From: "Barrett Brown" <barriticus@gmail.com>
Date: 12/26/07, 15:48

Much as the 19th century laborer would stagger home drunk and beat his helpless child more out of a sense of disappointment with regards to his own situation than due to anything the child itself may have done, Mitt Romney fanboy Jason Bonham continues to unfairly punish the hapless English language and its noble sister, Logical Argumentation, instead of facing up to the fact that his candidate of choice has deep and considerable weaknesses and that many feel themselves inclined to point these out.

Come fly with me, Gentle Reader, as Bonham attempts to attribute any and all criticism of or disagreement with Romney to liberal sentiment:

And there you have it. Romney is ok with waterboarding, McCain is not. McCain will bow to the MSM pressure.

It does not occur to Bonham that McCain may very well have formed his opinion of waterboarding and other such practices long before the monolithic "MSM" decided to "pressure" everyone about it, and that this may have occured at some point during the five-year period when McCain himself was being tortured by the Vietnamese communists.

... in the area of interrogations of terrorist [sic], John Hinderacker nails it: McCain is on the left. McCain is willing to sacrifice important intelligence on terrorist [sic], so that we don't waterboard. It's really nuts, and frankly disturbing.

"Disturbing" is relative. Frankly, I find one's refusal to simply add an "s" to the end of an English noun which one intends to be plural kind of disturbing, and not a little "nuts." And it would have taken Bonham all of two minutes to discover that McCain is critical of torture-driven intelligence gathering largely because he himself was tortured into providing phony confessions to the Vietnamese - who, being torturers themselves, were clearly not "on the left" according to Bonham's characterization of how such things work, which really makes you wonder why it is that we spent so much time and energy fighting these phony communists in the first place.

McCain was right on the war, but apparently, he wants it both ways. He wants to look like the hardlined [sic] supporter of the war, who also happened to criticize it the whole time.

Will somone please take away this man's commas until such time as he manages to learn what they are supposed to do?
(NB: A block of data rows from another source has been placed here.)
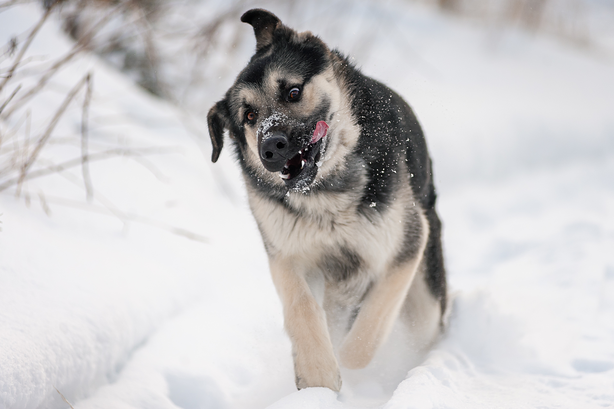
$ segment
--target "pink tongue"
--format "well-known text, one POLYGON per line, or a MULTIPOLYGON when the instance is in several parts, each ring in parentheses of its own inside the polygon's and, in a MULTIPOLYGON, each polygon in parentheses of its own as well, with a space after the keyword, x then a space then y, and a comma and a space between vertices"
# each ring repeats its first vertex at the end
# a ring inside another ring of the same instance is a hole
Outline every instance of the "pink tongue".
POLYGON ((316 130, 313 131, 313 137, 311 138, 311 143, 315 143, 321 138, 326 135, 326 131, 328 129, 328 124, 324 121, 318 121, 316 124, 316 130))

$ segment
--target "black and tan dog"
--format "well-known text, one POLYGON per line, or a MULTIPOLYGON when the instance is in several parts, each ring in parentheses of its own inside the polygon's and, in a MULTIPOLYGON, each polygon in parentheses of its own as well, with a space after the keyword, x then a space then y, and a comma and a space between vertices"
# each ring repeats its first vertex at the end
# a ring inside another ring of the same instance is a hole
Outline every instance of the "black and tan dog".
POLYGON ((364 367, 395 322, 418 356, 441 331, 430 160, 396 93, 266 10, 241 20, 254 27, 256 53, 209 111, 212 159, 228 129, 284 306, 297 386, 338 391, 338 359, 364 367))

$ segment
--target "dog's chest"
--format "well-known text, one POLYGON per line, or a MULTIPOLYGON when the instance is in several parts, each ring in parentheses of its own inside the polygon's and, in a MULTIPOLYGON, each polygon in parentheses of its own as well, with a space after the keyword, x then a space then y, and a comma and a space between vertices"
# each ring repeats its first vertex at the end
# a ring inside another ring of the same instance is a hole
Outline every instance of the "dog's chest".
POLYGON ((357 270, 376 273, 402 242, 402 207, 367 218, 351 194, 307 196, 297 193, 288 205, 257 195, 250 204, 271 255, 305 270, 321 270, 337 279, 357 270))

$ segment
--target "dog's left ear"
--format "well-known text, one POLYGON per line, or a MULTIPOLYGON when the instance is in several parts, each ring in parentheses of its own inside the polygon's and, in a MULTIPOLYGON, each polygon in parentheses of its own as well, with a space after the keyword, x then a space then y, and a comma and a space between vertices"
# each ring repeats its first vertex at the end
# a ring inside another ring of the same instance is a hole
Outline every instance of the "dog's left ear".
POLYGON ((224 145, 224 129, 228 128, 228 113, 226 100, 218 101, 207 114, 207 124, 209 125, 209 136, 211 138, 213 151, 211 161, 217 162, 224 145))
POLYGON ((241 16, 241 21, 254 27, 254 34, 256 36, 256 51, 271 44, 273 32, 278 26, 281 25, 281 20, 276 15, 263 9, 252 9, 246 12, 241 16))

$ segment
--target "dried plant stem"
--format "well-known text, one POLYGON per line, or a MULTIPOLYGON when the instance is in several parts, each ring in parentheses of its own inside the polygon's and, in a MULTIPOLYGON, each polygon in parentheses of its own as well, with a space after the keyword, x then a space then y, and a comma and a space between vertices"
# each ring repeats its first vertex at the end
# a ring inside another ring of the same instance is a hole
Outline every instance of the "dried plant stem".
POLYGON ((4 7, 10 7, 12 6, 15 6, 15 4, 18 4, 19 3, 26 2, 24 0, 9 0, 9 1, 5 1, 4 3, 0 3, 0 9, 4 9, 4 7))
MULTIPOLYGON (((117 148, 117 149, 110 149, 109 150, 103 151, 102 152, 98 152, 96 153, 92 153, 88 155, 88 161, 91 162, 92 161, 99 161, 101 159, 108 159, 113 156, 142 156, 143 155, 149 154, 165 154, 169 153, 173 151, 172 148, 168 147, 160 147, 160 148, 143 148, 139 150, 130 150, 125 148, 117 148)), ((79 166, 82 164, 82 158, 79 157, 76 159, 73 159, 69 161, 66 161, 57 165, 53 165, 45 167, 41 169, 37 169, 33 172, 30 172, 25 175, 23 177, 23 180, 29 180, 30 179, 34 179, 37 177, 41 177, 42 176, 47 176, 47 175, 50 175, 51 174, 56 173, 58 172, 62 172, 63 170, 66 170, 66 169, 70 169, 71 167, 74 167, 75 166, 79 166)), ((12 179, 9 179, 0 184, 0 192, 6 189, 8 189, 12 186, 14 186, 17 183, 23 182, 21 180, 21 175, 19 177, 13 178, 12 179)))
POLYGON ((94 186, 90 177, 90 164, 88 160, 88 132, 90 101, 91 99, 92 81, 91 73, 87 74, 85 81, 87 88, 85 98, 83 101, 83 112, 81 115, 81 171, 83 174, 83 182, 85 185, 85 196, 88 202, 91 202, 94 197, 94 186))
MULTIPOLYGON (((126 2, 126 4, 128 2, 126 2)), ((114 7, 104 17, 101 18, 95 25, 94 25, 90 31, 85 33, 85 34, 81 39, 80 39, 79 42, 77 44, 76 44, 71 51, 69 51, 63 58, 56 61, 49 69, 47 69, 47 72, 42 77, 41 77, 41 79, 39 80, 39 82, 36 85, 28 90, 23 96, 13 103, 13 104, 10 106, 10 108, 8 109, 6 112, 0 116, 0 120, 6 119, 10 117, 15 110, 21 107, 24 104, 27 102, 30 98, 34 95, 36 95, 38 92, 40 91, 44 86, 45 86, 47 83, 49 81, 49 79, 55 74, 55 73, 63 65, 68 63, 77 53, 89 45, 90 42, 91 41, 94 36, 95 36, 98 32, 98 30, 109 21, 109 20, 115 15, 118 10, 123 7, 125 7, 125 4, 120 3, 119 6, 114 7)))
POLYGON ((13 92, 11 93, 10 96, 9 97, 9 99, 7 99, 6 101, 4 101, 4 104, 2 104, 2 106, 0 106, 0 113, 2 113, 2 112, 4 110, 4 109, 6 107, 6 105, 9 105, 9 102, 10 102, 10 100, 13 99, 13 97, 17 94, 17 93, 19 92, 19 90, 21 89, 21 85, 20 84, 19 85, 17 85, 17 87, 15 88, 15 90, 13 91, 13 92))
POLYGON ((62 105, 60 105, 58 110, 56 111, 55 115, 53 116, 53 118, 51 120, 51 121, 47 126, 45 132, 36 143, 36 146, 34 147, 32 153, 30 154, 29 158, 28 158, 28 161, 26 161, 26 162, 21 166, 21 175, 19 177, 19 181, 18 182, 18 183, 20 184, 24 178, 25 178, 26 174, 28 172, 28 170, 31 166, 32 166, 33 164, 34 164, 34 161, 36 160, 39 154, 41 153, 41 150, 42 149, 43 147, 45 146, 45 144, 47 143, 47 140, 49 140, 49 137, 51 136, 51 133, 55 128, 55 126, 58 124, 60 118, 64 113, 64 112, 66 110, 66 108, 68 107, 68 104, 71 103, 71 101, 72 101, 75 95, 77 94, 77 93, 79 92, 79 90, 81 89, 81 87, 82 87, 85 83, 88 75, 89 74, 84 77, 80 81, 79 81, 79 83, 77 83, 77 85, 72 88, 71 91, 68 93, 68 95, 66 96, 66 97, 64 99, 64 102, 62 102, 62 105))
MULTIPOLYGON (((58 391, 58 388, 56 388, 55 386, 53 386, 53 389, 55 389, 56 391, 58 391)), ((60 394, 60 396, 62 397, 62 399, 64 400, 64 402, 66 402, 68 406, 71 407, 71 409, 75 409, 74 408, 72 407, 72 405, 71 405, 71 402, 68 402, 68 400, 66 400, 66 398, 64 397, 64 395, 62 394, 61 392, 58 391, 58 393, 60 394)))
POLYGON ((32 29, 32 31, 30 31, 30 34, 28 34, 28 38, 26 39, 26 42, 24 43, 23 45, 21 47, 21 49, 19 50, 19 53, 17 54, 17 56, 15 58, 13 65, 10 69, 9 69, 9 72, 7 73, 4 79, 2 80, 2 82, 0 82, 0 91, 2 91, 3 88, 4 88, 4 86, 6 85, 6 83, 9 82, 9 80, 13 77, 13 74, 15 73, 15 70, 16 70, 17 67, 19 66, 19 63, 21 62, 21 58, 23 58, 23 55, 26 53, 26 51, 28 50, 28 48, 30 46, 30 44, 32 44, 32 40, 34 39, 36 33, 38 32, 39 29, 41 29, 42 25, 44 24, 45 20, 47 20, 47 17, 49 17, 50 14, 51 14, 52 10, 53 7, 50 7, 47 11, 45 11, 45 13, 42 15, 42 17, 41 17, 41 20, 39 20, 38 23, 36 23, 36 25, 34 26, 33 29, 32 29))

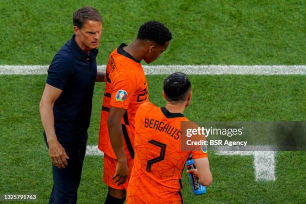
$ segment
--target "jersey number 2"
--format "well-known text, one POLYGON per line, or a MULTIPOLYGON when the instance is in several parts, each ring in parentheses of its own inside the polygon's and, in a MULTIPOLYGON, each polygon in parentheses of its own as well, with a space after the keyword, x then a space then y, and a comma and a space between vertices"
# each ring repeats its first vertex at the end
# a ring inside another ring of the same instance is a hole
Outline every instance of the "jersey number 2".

Putting aside Bonham's linguistic nihilism, though, need it be pointed out that it is not a contradiction to support a war while also being critical of the way it has been carried out? If Donald Rumsfeld had insisted on trying to dislodge Sunni militants from Fallujah by offering them frequent flier miles and unsold copies of Atari's notoriously unpopular '80s era video game version of E.T.: The Extra Terrestrial, and Bonham himself had taken issue with such a strategy and proposed that perhaps we ought to simply shoot them instead, would that mean the pro-war Bonham was trying to have it "both ways" and "look like the hardlined [sic]" or whatever it is that he's trying to express here? The answer is, no, because Bonham would have no idea that this was occuring, because he has no idea what goes on in Iraq and is similarly unaware of what's been going on in the U.S. with regard to that conflict, because, if he did, he would know that McCain was hardly alone in his criticisms. Which brings us to this:

He was sloppy in his approach of criticizing Rumsfeld while supporting Bush (the man who controlled Rumsfeld's job)...

You know who else this describes? William Kristol. Is William Kristol also not really "the hardlined [sic]" on the war, either? Are he and McCain - along with the millions of other hawkish Republicans, independents, and Democtats who criticized Rumsfeld while still praising Bush - in fact, "the softlined" on the war? Are they all "the traitored" and even "the liberaled," too? Bonham should tell us, and he should use as many commas as possible in doing so, because that is what good writers do.